Hows it going with the new shiny than Froggy


----------



## froggystyle

Hit and miss mate. Chuck in a new grinder and unrested beans and I am all over the place. Back to basics for a few days I reckon.

In terms of the actual machine, love it! Really chuffed with how it looks, the ease of pulling a shot and the steam power is great, need to have a play with the pre infusion and PID at the weekend.

One happy nerd!!


----------



## aaroncornish

You are a lucky so and so Froggy! I am thinking of doing the exact same thing. We are down in the area next month visiting family and I suspect the car will be be very much heavier on the return trip


----------



## froggystyle

And the wallet lighter!!


----------



## Beanosaurus

So shiny!


----------



## DannyMontez

Ahhh I really want one... Is it honestly worth the £1700?


----------



## froggystyle

Have only had the classic to benchmark it against, so cant really comment if its worth it compared to say an £800, but what i can say is you pull shots and steam in no time, better taste in the cup, better milk, and the wife also comments its tastes better so that has to be worth the dosh!

And it looks great in your kitchen.


----------



## Mrboots2u

froggystyle said:


> And the wallet lighter!!


Come on froggy , how you getting on with it


----------



## froggystyle

Be better when i can get some better beans, i had a few bags to get through from someone and to be honest they are dull, one hopper left then i can get some of my own dark stuff though it.

Still awaiting a delivery date on the grinder, that will help as the vario can be a little hit and miss, particle size can be different between shots which i find strange.
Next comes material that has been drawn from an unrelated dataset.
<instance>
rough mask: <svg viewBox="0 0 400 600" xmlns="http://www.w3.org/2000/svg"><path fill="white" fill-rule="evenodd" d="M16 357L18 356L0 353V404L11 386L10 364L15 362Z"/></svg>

The best part is..... It makes me smile every morning when i come down and look at it!


----------



## DoubleShot

froggystyle said:


> Be better when i can get some better beans


Brightons Lane Blend ftw


----------



## jeebsy

DoubleShot said:


> Brightons Lane Blend ftw


Single origins ftw


----------



## froggystyle

Just waiting for a delivery of those beans, we shall see how they go!


----------



## DannyMontez

froggystyle said:


> Have only had the classic to benchmark it against, so cant really comment if its worth it compared to say an £800, but what i can say is you pull shots and steam in no time, better taste in the cup, better milk, and the wife also comments its tastes better so that has to be worth the dosh!
> 
> And it looks great in your kitchen.


I was really hoping you wouldn't say that.... After summer I have some serious thinking to do...


----------